- Born: Anupam Ojha
- Awards: Sir Arthur Clarke Award
- Scientific career
- Institutions: Great Barr School National Space Centre European Space Agency STFC UK Space Agency

= Anu Ojha =

British space exploration administrator

Anupam Ojha (born 1968) is a British space exploration administrator employed at the UK Space Agency. He is a Director of the National Space Centre, serves on the Science and Technology Facilities Council, as a member of the European Space Agency Human Spaceflight and Exploration Science Advisory Committee (HESAC).

== Career ==
Ojha taught physics, mathematics and sciences at a range of UK all-ability secondary schools culminating in becoming Assistant Headteacher at Great Barr School. In 2003 he was awarded Advanced Skills Teacher status. He was made a National Lead Practitioner for physics by the UK Specialist Schools and Academies Trust in 2010, and continues to teach physics at Loughborough College.

Ojha started working on teacher training programmes for BNSC (the forerunner organisation to the UK Space Agency) and European Space Agency in 2007. In this capacity he leads teacher and student (school and undergraduate level) training programmes. His work helped demonstrate that space related education has a profound impact on student achievement, resulting in better than predicted grades at GCSE and A-level. He has led the National Space Academy since it launched in 2008. He was awarded the 2010 Sir Arthur Clarke Award for Inspiration. Since 2016 he has been the lead for Skills/Education/Human spaceflight and robotic exploration in the UK Government's programmes of strategic collaboration in Space Science and Technology with China.

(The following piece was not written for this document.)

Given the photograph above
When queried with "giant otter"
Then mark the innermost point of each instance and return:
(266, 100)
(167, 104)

In 2014 Ojha was appointed OBE for services to science education in the Queen's Birthday Honours. He led the Astro Academy Principia Education Programme involving experiments conducted by European Space Agency astronaut Tim Peake during his time on the International Space Station. He served as a consultant for the ESA SOHO orbiting solar observatory.

In 2016 Ojha was appointed as an Honorary Professor in the Department of Physics and Astronomy at the University of Leicester. He is co-investigator for the planetary sampling tool SPLIT, which is being developed for future Mars exploration missions. He has served as the President of the Astronautics Records Commission of the Federation Aeronautique Internationale.

Ojha was appointed to the STFC Council in 2018, and the Global Space Congress Advisory Board of the UAE Space Agency. He has a long-standing interest in why people believe conspiracy theories and misinformation and the societal ramifications of this.

==Personal life==
Ojha is a skydiver who has completed nearly 1,500 jumps. He acted as an independent analyst for the Red Bull Stratos stratospheric jump of Felix Baumgartner and has made many technical and general presentations on stratospheric skydiving and human survival in extreme environments including as a keynote presentation at the 2019 Skydive Expo of the British Parachute Association. He is supporting the neutral buoyancy facility the Blue Abyss project.